Tunggu! Aku sepertinya melihat sesuatu yang menonjol naik turun saat dia tertawa. Pemandangan itu terlihat jelas saat aku melihatnya dari bawah.
Bukan! Bukan gundukan yang ada didadanya. Tapi yang berada dilehernya. Astaga! Itu sama seperti punyaku. Refleks aku memegang jakunku, sambil memandangi bagian menonjol yang ada pada leher depan istriku itu. Walau tak semenonjol punyaku, tapi itu seperti jakun laki-laki.
"Mas? Kamu kenapa kok lehernya dipegangin gitu? Kamu sakit tenggorokan?" Tanya Anisa bingung karena aku terus saja memegangi leher.
"Ah enggak kok." Aku bangun dan mundur beberapa langkah darinya. Anisa yang heran malah melangkah mendekatiku. Saat dia maju, aku mundur kebelakang. Hingga badanku sekarang menempel di pintu kamar.
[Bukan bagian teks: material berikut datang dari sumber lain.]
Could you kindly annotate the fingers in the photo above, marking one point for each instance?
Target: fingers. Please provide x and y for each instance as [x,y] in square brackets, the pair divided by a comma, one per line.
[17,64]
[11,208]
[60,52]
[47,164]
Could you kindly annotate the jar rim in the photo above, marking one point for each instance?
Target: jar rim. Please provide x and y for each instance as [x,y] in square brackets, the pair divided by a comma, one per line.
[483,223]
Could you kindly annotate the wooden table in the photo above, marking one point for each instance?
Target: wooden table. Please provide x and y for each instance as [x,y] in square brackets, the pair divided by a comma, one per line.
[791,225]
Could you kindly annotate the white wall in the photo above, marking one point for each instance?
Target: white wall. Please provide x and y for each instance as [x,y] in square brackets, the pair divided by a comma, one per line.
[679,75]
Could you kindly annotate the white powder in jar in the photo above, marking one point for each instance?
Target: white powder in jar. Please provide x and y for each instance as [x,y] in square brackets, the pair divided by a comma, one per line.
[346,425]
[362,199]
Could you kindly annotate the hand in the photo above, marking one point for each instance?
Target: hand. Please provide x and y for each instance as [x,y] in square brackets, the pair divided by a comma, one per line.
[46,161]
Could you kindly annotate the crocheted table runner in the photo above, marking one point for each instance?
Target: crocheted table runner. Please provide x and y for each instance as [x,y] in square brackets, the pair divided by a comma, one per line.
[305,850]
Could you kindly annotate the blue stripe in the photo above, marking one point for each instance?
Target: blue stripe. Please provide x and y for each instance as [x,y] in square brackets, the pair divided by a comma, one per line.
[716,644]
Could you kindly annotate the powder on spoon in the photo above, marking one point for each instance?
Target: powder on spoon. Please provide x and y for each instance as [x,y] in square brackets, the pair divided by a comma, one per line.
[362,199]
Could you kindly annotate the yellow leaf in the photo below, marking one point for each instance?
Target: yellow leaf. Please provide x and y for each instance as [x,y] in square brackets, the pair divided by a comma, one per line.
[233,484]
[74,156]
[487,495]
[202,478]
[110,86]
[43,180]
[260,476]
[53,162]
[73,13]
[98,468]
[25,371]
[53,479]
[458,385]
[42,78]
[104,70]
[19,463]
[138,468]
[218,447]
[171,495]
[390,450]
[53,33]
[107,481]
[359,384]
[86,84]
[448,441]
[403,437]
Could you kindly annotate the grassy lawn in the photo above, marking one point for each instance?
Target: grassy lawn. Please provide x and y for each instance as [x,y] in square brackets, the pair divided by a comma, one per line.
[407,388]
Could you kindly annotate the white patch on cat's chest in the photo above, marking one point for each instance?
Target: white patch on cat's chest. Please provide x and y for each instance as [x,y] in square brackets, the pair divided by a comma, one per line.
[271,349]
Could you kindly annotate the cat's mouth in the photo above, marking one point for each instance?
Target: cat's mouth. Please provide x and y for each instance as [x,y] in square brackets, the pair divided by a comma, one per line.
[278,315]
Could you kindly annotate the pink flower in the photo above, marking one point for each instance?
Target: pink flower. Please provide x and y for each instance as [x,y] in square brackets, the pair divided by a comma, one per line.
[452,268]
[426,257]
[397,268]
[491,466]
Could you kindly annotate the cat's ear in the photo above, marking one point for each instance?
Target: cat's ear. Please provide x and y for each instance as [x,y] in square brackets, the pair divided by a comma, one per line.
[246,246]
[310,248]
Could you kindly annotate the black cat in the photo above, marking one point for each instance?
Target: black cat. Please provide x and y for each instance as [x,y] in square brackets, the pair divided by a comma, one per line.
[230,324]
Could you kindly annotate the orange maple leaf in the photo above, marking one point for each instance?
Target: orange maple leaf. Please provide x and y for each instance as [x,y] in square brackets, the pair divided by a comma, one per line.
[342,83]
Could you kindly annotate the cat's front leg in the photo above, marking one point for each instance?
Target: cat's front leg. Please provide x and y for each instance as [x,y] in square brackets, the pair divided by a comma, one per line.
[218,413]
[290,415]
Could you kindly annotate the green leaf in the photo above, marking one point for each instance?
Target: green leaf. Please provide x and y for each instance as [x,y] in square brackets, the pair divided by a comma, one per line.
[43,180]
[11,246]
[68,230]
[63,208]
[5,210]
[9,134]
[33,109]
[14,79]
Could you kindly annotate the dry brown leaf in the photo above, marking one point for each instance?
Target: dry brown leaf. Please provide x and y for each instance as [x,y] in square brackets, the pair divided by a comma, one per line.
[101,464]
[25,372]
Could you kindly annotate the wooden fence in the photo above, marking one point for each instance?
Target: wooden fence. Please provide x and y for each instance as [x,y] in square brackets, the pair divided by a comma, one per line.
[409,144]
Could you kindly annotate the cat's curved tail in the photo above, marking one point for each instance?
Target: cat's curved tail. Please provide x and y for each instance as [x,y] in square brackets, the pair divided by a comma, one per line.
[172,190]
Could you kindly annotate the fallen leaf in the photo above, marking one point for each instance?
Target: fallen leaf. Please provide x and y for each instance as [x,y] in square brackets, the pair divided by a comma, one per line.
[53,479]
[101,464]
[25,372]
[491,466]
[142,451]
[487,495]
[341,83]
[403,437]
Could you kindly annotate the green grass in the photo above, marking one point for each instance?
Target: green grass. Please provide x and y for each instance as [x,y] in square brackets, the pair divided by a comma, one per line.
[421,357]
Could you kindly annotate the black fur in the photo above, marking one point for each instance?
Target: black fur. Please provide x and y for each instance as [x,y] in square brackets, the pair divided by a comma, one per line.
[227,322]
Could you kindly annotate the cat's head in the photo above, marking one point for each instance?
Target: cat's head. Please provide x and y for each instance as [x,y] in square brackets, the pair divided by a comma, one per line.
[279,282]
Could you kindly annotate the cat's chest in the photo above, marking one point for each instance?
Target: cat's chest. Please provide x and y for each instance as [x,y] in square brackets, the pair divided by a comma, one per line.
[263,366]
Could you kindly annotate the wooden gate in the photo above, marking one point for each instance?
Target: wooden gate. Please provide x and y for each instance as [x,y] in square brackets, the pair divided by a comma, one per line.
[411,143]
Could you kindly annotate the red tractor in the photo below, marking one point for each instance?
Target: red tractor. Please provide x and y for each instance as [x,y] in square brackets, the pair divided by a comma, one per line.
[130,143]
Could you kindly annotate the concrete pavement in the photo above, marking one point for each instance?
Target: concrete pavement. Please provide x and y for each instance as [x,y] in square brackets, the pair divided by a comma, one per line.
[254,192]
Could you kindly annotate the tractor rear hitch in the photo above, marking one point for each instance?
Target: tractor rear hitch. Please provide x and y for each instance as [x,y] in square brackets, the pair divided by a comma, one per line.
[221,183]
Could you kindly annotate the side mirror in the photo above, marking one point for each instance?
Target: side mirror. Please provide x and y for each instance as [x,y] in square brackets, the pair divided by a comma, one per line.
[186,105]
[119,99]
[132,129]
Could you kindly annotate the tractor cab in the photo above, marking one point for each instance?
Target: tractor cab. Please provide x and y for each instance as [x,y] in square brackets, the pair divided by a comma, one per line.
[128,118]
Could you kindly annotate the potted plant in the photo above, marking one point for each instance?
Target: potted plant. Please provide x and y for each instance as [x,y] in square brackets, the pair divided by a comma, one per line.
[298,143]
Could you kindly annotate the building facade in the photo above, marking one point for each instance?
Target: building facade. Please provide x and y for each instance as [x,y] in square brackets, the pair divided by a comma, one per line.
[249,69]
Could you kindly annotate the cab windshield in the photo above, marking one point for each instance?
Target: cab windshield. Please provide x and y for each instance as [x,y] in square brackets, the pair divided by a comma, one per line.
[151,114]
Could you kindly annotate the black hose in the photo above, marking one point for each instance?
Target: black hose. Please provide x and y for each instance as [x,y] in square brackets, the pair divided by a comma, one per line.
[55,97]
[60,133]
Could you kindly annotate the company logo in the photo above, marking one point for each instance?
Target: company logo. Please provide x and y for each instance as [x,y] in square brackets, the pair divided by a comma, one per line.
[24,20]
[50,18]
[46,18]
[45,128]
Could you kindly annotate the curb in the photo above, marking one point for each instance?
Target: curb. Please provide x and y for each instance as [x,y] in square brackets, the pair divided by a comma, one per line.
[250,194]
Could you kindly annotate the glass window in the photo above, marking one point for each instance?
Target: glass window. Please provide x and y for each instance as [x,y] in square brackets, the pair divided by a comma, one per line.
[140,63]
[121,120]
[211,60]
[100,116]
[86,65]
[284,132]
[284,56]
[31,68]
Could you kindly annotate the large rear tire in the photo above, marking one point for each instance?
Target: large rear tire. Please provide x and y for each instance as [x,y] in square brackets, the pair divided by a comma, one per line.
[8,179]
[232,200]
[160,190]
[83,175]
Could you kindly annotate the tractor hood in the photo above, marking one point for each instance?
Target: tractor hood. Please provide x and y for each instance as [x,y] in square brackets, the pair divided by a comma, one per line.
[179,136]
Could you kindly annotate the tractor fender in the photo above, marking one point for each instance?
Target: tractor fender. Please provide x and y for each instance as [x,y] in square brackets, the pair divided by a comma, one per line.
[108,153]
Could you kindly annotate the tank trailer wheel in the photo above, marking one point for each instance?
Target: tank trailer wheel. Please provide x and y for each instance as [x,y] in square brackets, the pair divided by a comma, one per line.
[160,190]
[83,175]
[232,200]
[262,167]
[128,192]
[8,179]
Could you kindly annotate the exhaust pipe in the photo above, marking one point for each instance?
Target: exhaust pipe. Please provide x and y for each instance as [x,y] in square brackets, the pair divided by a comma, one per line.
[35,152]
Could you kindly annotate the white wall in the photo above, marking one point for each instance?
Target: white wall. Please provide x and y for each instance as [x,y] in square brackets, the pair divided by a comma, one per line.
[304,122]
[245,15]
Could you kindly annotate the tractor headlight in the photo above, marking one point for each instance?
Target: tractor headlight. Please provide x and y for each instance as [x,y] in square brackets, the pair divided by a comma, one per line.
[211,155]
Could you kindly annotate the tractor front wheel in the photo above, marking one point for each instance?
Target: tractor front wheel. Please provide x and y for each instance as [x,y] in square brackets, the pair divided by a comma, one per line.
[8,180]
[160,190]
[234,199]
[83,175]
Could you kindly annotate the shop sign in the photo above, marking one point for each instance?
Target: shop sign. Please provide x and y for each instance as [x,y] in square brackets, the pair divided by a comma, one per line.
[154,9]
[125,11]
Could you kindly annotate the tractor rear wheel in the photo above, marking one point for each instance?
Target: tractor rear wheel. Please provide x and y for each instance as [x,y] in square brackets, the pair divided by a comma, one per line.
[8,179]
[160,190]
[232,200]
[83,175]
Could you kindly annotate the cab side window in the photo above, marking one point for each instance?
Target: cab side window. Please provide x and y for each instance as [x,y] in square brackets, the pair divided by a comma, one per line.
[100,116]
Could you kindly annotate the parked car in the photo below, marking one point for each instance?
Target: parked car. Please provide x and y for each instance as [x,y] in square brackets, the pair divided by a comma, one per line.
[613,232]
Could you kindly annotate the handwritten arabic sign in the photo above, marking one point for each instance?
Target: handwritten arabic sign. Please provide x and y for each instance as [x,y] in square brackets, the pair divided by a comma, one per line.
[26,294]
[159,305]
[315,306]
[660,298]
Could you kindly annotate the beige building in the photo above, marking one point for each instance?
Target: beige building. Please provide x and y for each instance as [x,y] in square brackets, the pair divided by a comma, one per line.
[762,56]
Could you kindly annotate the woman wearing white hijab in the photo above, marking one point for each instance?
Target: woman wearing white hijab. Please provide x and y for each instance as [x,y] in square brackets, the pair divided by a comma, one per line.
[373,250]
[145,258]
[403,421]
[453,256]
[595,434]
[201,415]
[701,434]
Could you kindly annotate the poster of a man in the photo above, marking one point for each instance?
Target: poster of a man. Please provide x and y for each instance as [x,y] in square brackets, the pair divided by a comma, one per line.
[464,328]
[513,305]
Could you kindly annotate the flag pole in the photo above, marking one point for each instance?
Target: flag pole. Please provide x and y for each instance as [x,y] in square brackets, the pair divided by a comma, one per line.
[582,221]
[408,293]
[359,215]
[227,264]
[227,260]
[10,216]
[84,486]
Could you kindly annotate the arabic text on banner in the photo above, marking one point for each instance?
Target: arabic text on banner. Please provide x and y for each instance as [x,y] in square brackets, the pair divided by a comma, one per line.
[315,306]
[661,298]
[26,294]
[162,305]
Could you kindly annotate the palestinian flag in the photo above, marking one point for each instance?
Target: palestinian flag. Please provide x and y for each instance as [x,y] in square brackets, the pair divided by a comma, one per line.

"Mas? Kamu itu kenapa sih? Aku maju kamu malah mundur kaya orang ketakutan gitu?" Anisa semakin maju mendekatiku.
"Engg anu dek, mas nggak papa, cuma ngantuk mau tidur." Cepat-cepar aku masuk ke kamar dan menguncinya dari dalam.
"Mas? Mas? Kamu kenapa sih! Mas? Buka dong pintunya." Anisa terus mengetuk pintu kamar. Aku berlari ke atas kasur dan menggelamkan tubuhku dibawah selimut. Lama kelamaan suara Anisa menghilang. Akupun terasa mengantuk dan akhirnya terlelap.
Tok tok tok
"Mas? Bangun! Buka pintunya!"
"Ah siapa sih malem-malem ngetuk pintu. Ganggu orang tidur aja." Gerutuku
Tok tok tok
"Mas bangun! Bukain pintunya." Hah ganggu orang tidur aja sih. Tunggu-tunggu, aku sepertinya kenal dengan suara itu.
Aku bergegas bangun dan melihat kesampingku. Anisa tidak ada ditempat tidur. Berarti yang dari tadi ngetuk pintu itu Anisa.
Ya Allah aku lupa kalau tadi aku ngunci pintu kamar dari dalam. Kulirik jam di dinding, pukul 00.45. Bergegas aku bangun dan membukakan pintu.
Anisa sudah bersiap dengan gaya kuda-kudanya untuk menerkamku.
"Alamak, bisa habis nih aku kalo Anisa udah marah. Sepuluh tanjakan, turunan, belokan nggak bakalan bisa selamat dari jurus dia." Aku berbicara dalam hati kecilku.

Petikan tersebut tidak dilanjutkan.